Jo Reimer, artist living and working in Portland Oregon
Wednesday, June 23, 2010
Making Journals from Scratch, continued
“When you bind an art journal do you paint your pages before you bind the book or after it’s bound?”
Pages can be prepared either way. If you like the experience of opening a fresh journal with pristine white pages then go ahead and bind the paper into a book format using whatever binding structure you want… or skip the binding step and buy a blank book. My first art journals were blank coil bound books but once I learned that I could choose my own paper and bind it myself that’s what I’ve done, (pictured above). I especially like gutting an old book that’s no longer useful and adding my own signatures using a good paper. There are lots of books, YouTube videos, and online tutorials/ classes that will walk you through the process.
My first self-bound art books were made following Teesha’s instructions here.
Other times, especially when I’m making a theme journal I’ll paint a few pages of a good paper and then tear it down and bind it as a coverless book. One such book is Teesha Moore’s 16 page journal.
I have a large stash of paper that has watercolor or acrylic paint on one side that I worked on in a class or as experiments that didn't come to completion, work that isn't frame-able the way it is. This paper is perfectly good and I keep it because I can't bear to throw away expensive paper, knowing that I can re-purpose it. That's what I often use for my journals and that’s what I used for my Nature Journal. Sometimes I do nothing further to the paper before tearing it down and other times I paint the other side in similar colors so there'll be continuity of color throughout the book.

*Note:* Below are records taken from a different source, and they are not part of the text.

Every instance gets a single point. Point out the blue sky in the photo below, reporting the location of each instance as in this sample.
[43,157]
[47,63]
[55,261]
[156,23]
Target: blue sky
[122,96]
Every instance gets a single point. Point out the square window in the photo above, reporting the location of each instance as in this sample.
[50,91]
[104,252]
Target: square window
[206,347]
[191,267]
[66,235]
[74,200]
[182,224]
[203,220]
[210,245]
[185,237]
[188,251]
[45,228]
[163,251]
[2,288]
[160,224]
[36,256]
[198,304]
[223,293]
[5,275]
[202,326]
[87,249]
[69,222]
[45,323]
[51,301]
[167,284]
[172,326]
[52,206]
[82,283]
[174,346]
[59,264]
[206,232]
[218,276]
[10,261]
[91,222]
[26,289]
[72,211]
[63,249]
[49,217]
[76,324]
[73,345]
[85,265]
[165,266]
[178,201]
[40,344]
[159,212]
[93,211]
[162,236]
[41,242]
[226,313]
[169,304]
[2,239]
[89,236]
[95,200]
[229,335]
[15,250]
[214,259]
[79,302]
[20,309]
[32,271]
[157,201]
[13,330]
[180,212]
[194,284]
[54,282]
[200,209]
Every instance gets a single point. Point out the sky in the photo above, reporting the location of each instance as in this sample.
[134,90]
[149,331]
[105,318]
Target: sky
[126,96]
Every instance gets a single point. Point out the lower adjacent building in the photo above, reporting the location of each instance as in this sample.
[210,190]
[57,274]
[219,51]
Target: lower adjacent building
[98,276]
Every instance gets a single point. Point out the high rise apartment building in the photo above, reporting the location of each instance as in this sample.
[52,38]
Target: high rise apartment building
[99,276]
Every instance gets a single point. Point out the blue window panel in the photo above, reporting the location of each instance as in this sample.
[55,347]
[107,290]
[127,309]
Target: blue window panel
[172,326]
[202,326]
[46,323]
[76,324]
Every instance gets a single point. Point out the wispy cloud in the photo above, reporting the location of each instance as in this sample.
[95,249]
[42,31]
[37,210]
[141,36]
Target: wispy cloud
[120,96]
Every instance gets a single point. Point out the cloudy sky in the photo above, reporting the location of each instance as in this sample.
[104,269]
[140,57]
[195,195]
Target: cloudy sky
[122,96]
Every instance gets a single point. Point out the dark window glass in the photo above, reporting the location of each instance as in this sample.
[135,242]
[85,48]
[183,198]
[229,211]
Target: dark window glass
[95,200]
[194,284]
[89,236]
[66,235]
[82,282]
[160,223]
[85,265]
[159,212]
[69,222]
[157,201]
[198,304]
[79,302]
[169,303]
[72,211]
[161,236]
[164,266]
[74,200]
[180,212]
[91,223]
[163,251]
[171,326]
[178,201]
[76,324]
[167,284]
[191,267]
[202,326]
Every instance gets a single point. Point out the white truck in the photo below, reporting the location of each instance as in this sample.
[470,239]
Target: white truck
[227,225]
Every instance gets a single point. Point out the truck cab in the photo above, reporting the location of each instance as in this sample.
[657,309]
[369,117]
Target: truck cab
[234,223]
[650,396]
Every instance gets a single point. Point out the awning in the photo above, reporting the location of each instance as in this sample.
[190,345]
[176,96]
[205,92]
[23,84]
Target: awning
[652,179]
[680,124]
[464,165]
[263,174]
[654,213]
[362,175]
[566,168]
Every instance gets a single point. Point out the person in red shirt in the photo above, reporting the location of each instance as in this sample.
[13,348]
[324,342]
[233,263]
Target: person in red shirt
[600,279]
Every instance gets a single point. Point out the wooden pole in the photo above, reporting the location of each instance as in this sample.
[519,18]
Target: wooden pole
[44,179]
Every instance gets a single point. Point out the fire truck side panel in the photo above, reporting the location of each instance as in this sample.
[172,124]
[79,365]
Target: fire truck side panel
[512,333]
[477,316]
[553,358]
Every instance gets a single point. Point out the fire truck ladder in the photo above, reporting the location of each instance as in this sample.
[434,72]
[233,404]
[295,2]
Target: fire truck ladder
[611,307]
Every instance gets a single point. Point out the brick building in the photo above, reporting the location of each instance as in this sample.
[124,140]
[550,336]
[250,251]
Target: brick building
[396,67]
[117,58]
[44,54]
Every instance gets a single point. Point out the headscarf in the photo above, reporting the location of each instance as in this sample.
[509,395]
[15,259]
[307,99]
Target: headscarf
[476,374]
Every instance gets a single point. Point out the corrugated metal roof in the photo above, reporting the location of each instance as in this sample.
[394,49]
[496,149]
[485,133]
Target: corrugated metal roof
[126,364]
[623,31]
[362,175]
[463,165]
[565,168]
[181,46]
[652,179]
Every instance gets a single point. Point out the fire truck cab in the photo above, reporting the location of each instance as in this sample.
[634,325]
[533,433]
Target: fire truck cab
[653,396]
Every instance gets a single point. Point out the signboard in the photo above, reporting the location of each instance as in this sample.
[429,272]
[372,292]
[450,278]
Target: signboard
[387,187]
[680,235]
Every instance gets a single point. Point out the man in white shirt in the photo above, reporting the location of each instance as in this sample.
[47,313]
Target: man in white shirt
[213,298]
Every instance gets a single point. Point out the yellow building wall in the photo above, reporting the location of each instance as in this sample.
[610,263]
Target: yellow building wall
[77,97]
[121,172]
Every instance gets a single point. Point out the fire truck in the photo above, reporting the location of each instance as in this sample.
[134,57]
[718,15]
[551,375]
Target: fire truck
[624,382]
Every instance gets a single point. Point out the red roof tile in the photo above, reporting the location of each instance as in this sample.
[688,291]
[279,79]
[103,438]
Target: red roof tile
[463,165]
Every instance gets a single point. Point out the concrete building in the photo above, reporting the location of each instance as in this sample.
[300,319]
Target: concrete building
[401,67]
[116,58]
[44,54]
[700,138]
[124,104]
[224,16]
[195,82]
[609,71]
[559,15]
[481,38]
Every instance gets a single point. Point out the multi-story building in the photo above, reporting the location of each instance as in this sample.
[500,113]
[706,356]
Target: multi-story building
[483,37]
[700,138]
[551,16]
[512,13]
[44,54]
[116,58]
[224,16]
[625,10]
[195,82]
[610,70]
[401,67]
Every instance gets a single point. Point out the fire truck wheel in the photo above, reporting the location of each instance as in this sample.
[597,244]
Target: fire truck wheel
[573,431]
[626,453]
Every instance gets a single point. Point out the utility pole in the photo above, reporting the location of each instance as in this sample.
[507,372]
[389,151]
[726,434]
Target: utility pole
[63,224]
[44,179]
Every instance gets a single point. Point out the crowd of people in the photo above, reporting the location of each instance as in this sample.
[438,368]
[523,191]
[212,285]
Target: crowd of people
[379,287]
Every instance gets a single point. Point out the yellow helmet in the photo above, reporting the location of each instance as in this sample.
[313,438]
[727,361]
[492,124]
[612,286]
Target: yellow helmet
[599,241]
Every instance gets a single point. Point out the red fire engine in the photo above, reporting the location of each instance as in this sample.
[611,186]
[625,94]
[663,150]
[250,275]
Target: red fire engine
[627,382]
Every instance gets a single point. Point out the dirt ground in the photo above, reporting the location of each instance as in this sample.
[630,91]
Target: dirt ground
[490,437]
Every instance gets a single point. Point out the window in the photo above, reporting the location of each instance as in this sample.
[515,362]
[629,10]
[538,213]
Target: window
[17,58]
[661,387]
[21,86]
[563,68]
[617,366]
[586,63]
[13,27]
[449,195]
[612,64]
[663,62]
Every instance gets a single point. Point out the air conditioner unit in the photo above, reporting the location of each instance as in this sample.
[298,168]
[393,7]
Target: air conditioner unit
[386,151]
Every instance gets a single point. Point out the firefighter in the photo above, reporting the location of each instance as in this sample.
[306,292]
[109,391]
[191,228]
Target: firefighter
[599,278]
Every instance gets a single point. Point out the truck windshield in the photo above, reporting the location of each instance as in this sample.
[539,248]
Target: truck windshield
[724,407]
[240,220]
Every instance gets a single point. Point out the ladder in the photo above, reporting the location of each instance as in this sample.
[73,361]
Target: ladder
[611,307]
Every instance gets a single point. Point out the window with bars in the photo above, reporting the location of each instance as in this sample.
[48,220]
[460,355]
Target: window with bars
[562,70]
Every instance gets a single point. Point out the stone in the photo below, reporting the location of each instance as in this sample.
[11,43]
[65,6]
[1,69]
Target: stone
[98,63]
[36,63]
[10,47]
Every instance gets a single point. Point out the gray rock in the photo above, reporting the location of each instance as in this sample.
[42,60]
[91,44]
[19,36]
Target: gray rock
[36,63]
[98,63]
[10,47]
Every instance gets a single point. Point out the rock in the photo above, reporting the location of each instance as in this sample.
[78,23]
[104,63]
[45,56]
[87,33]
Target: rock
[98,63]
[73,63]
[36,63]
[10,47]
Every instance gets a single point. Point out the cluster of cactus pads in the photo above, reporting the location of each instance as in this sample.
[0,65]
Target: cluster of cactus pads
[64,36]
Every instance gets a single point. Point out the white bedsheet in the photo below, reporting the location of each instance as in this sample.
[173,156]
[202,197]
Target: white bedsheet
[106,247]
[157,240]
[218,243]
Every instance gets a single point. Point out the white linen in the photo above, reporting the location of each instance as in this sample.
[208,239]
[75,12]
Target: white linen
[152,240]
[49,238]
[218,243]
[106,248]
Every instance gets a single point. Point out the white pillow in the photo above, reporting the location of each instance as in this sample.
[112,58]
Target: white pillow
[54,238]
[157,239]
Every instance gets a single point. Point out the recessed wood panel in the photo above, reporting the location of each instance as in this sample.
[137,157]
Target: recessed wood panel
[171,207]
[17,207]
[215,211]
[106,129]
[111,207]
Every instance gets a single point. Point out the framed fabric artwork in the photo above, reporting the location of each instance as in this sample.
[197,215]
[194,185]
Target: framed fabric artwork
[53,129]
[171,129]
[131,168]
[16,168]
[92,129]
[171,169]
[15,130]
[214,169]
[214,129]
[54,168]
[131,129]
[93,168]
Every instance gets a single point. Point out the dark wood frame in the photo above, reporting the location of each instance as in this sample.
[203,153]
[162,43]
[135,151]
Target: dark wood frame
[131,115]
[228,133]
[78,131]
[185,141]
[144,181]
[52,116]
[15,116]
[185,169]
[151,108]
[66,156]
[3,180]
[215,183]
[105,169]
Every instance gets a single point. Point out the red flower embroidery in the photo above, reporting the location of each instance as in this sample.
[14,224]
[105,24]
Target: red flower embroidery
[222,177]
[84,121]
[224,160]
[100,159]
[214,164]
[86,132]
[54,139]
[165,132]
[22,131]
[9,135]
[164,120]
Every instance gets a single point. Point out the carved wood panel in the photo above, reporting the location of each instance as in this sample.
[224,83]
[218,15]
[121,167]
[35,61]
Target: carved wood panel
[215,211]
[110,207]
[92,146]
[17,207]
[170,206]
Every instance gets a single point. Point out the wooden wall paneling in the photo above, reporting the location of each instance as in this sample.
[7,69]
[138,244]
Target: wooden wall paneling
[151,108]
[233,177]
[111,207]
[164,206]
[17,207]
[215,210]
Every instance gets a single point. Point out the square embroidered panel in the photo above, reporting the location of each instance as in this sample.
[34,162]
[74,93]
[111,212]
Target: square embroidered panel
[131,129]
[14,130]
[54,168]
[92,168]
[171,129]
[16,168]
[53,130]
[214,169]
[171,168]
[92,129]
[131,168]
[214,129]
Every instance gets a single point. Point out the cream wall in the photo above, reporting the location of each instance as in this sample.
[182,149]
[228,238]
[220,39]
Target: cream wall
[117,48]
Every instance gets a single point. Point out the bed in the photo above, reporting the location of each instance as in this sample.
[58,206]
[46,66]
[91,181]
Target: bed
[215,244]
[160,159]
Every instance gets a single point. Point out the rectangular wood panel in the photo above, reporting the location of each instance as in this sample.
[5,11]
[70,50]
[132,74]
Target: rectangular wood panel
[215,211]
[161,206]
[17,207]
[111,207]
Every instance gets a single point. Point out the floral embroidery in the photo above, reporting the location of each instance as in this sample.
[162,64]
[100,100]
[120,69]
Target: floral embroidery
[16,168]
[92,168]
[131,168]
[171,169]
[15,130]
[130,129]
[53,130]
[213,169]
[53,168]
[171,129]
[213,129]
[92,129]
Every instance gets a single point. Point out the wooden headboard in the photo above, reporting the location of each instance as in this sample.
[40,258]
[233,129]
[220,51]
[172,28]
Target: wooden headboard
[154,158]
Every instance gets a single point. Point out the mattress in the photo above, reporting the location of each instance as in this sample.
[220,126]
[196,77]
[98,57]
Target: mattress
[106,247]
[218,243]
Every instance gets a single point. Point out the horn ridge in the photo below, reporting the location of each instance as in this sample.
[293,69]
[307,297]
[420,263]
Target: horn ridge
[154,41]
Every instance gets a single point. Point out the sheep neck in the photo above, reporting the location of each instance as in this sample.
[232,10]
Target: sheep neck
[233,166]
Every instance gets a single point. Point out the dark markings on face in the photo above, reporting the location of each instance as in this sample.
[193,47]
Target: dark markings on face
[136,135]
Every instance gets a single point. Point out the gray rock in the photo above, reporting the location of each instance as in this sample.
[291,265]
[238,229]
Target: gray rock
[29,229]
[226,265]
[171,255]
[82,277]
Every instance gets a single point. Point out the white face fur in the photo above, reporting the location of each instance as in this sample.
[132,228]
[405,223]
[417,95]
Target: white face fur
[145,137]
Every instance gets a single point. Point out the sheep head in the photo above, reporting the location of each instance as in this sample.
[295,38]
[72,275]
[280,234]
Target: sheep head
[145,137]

For the Nature Journal I wanted to push back the color that was already on both sides of the paper so I tore it down to page-spread size and smooshed white gesso over the paint using a broad palette knife and a credit card as a squeegee. Gesso gives strength to the pages, keeps them flexible, and provides a good painting surface for acrylic paint or as a base for collage when using acrylic medium for the adhesive as I most often do.